Deep learning based approach for relation extraction using NLP - RelEx (DL-based)
Our deep learning-based approach determines whether a relation exists between two entities using Convolutional Neural Network (CNN). Our approach includes three CNN architectures.
Single-label Sentence-CNN: In this architecture, each relation consists of a pair of entities. The Sentence-CNN learns the relation representation for the entire sentence as a whole. First, we identify the sentence where each relation is located and extract the sentence and we feed it into a CNN for learning. Second, we apply the convolution layer on the sentence and learn the local features from the embedding vectors obtained from each word of the sentence. 1D convolutions compute the weighted sum of the features and select a certain combination of features. Next, we apply the max-pooling layer to extract the most important feature from the entire sentence which is called the global feature as it is considered over the entire sentence. The max-pooling layer also helps in reducing the dimensionality of the input and discarding the features that do not contribute to the classification. Then we unstack the volume into a flat vector before feeding it into the fully connected feed-forward layer. Finally, the fixed-length vector is fed into a softmax (fully-connected) layer to perform the classification. Classification error is then back-propagated ,and the model is re-trained until the error is minimized. The weights of the matrix and bias are the parameters that get tuned until the optimized model is obtained. One of the beneficial properties of CNN is that it preserves the spatial orientation; in this case, the sequence of the words in the sentence.
Multi-label Sentence-CNN: Often in machine learning tasks, there can multiple possible labels for one instance that are not mutually exclusive. This is called a multi-label classification problem. In RE, this happens when an instance can contain more than a single set of relations between multiple entities. To address this, we modified the Sentence-CNN which predicted a single-label for an instance to predict multiple labels for an instance. As shown in Fig~\ref{fig_CNN_2}, when the multi-label flag is enabled the system outputs multi-hot encoded labels. The Multi-label Sentence-CNN is constructed differently in the following aspects: Loss function, Choice of the output layer, Multi-hot-encoding of labels. The figure shows how the multi-lable Sentence-CNN differs from the Single-label Sentence-CNN.
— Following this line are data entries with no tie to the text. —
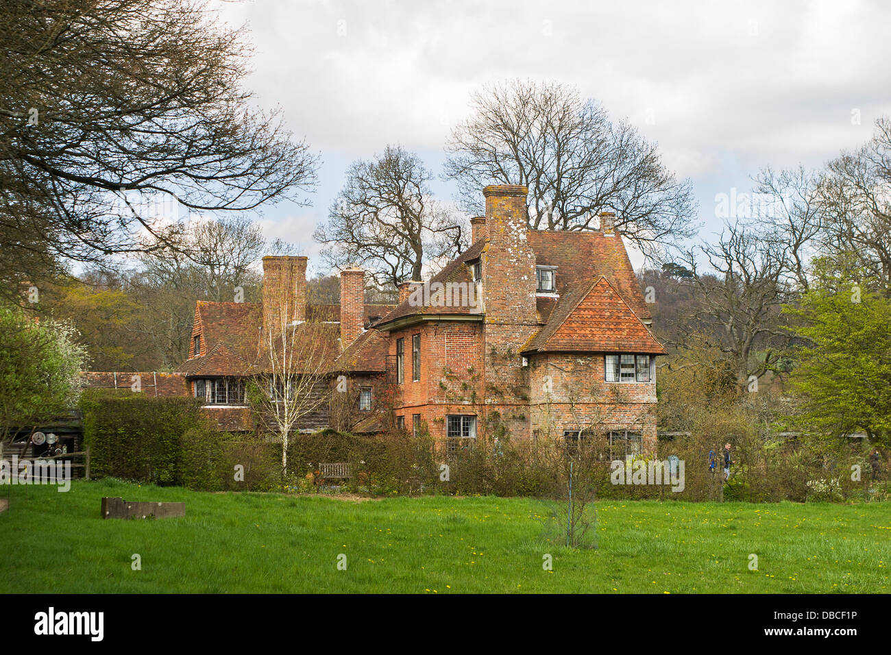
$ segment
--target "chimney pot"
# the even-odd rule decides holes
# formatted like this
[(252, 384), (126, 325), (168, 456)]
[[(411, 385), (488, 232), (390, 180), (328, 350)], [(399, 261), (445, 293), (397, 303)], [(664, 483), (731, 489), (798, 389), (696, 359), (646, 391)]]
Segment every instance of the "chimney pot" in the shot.
[(475, 216), (470, 219), (470, 241), (476, 243), (486, 238), (486, 217)]
[(263, 326), (307, 320), (307, 258), (263, 258)]
[(417, 282), (416, 280), (406, 280), (404, 282), (399, 282), (399, 304), (405, 302), (408, 297), (412, 295), (412, 291), (414, 291), (415, 286), (418, 284), (423, 284), (422, 282)]
[(601, 212), (601, 230), (606, 236), (616, 233), (616, 213), (612, 211)]
[(362, 334), (365, 319), (365, 272), (340, 271), (340, 346), (346, 349)]

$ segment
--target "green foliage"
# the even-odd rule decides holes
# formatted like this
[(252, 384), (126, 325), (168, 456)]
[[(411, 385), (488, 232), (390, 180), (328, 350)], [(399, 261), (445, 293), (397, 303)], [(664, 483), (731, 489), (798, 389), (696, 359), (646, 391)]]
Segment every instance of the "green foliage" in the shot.
[[(12, 511), (0, 514), (2, 593), (891, 590), (889, 503), (601, 501), (599, 550), (592, 551), (565, 548), (565, 534), (540, 542), (543, 504), (524, 498), (351, 503), (140, 487), (110, 479), (75, 480), (68, 494), (48, 485), (12, 487), (4, 496), (7, 491)], [(184, 502), (185, 516), (111, 524), (96, 516), (109, 495)], [(122, 544), (139, 544), (138, 574)], [(77, 576), (70, 574), (72, 548)], [(32, 553), (40, 557), (22, 554)], [(348, 558), (347, 573), (333, 565), (339, 553)], [(748, 569), (751, 553), (759, 553), (760, 570)], [(553, 556), (553, 574), (542, 569), (544, 553)]]
[(803, 396), (800, 422), (842, 436), (865, 431), (891, 445), (891, 300), (818, 264), (817, 279), (796, 317), (803, 341), (794, 352), (793, 382)]
[(88, 389), (81, 409), (91, 472), (98, 477), (178, 484), (183, 436), (206, 429), (200, 405), (192, 397)]
[(66, 323), (35, 323), (19, 309), (0, 307), (0, 438), (76, 403), (84, 360)]

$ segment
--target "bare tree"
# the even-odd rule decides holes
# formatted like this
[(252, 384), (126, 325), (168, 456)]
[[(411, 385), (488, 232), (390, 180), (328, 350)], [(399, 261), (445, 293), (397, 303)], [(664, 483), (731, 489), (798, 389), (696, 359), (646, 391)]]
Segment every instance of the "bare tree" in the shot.
[(249, 108), (242, 36), (201, 0), (4, 3), (2, 277), (174, 243), (146, 198), (200, 211), (305, 201), (317, 156)]
[(891, 117), (876, 121), (862, 148), (829, 163), (820, 193), (824, 248), (847, 260), (840, 262), (846, 273), (862, 269), (891, 297)]
[(288, 322), (288, 303), (280, 320), (265, 331), (263, 352), (249, 393), (260, 430), (282, 444), (282, 476), (288, 473), (290, 437), (324, 427), (327, 372), (338, 350), (337, 326), (323, 322)]
[(574, 86), (511, 79), (471, 96), (472, 115), (452, 132), (446, 175), (462, 209), (480, 213), (480, 184), (529, 188), (529, 226), (597, 229), (601, 210), (655, 257), (661, 241), (690, 236), (690, 182), (662, 163), (655, 144), (625, 121), (610, 120)]
[(691, 250), (682, 260), (692, 274), (685, 283), (698, 294), (687, 336), (723, 353), (746, 389), (751, 376), (774, 368), (789, 339), (780, 315), (790, 297), (785, 244), (737, 222), (726, 225), (716, 243)]
[(395, 286), (421, 279), (429, 261), (457, 254), (466, 241), (462, 224), (432, 198), (432, 177), (418, 155), (400, 146), (354, 162), (328, 225), (315, 233), (331, 246), (328, 262), (361, 266), (375, 283)]
[(820, 174), (804, 167), (780, 172), (767, 167), (756, 178), (756, 192), (772, 199), (762, 208), (766, 216), (756, 218), (772, 226), (772, 241), (783, 244), (789, 281), (800, 291), (809, 287), (809, 263), (819, 251), (825, 223), (820, 187)]

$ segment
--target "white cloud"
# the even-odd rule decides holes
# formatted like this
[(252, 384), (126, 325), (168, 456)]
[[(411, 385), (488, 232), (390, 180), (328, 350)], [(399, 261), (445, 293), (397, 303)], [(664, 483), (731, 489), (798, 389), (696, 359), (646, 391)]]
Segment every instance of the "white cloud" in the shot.
[[(815, 166), (856, 147), (875, 118), (891, 112), (885, 3), (220, 6), (226, 20), (249, 24), (257, 52), (249, 84), (258, 102), (281, 106), (327, 162), (311, 211), (267, 212), (267, 232), (299, 241), (310, 256), (309, 225), (326, 213), (349, 161), (388, 143), (441, 153), (469, 94), (486, 82), (576, 84), (657, 140), (666, 163), (692, 178), (700, 203), (763, 166)], [(860, 126), (851, 125), (854, 109)]]

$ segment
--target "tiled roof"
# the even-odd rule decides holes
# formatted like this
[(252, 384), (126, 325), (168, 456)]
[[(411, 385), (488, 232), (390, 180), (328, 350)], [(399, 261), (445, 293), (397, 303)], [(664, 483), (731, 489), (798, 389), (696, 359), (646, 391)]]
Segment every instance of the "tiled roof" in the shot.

Segment-CNN: In the Sentence-CNN architecture, each relation is represented by an entire sentence and does not capture the positional information of the entity pairs but in Segment-CNN, the sentence is divided into segments and trained by separate convolutional units. We use this approach as our base architecture to compare the performance of our multi-label Sentence-CNN. Based on where the entities are located in the sentence, we divide the sentence into segments. Different segments play different roles in determining the relation. A sentence is explicitly segmented into five segments: preceding - tokenized words before the first concept, concept 1 - tokenized words in the first concept, middle - tokenized words between the two concepts, concept 2 - tokenized words in the second concept, and succeeding - tokenized words after the second concept.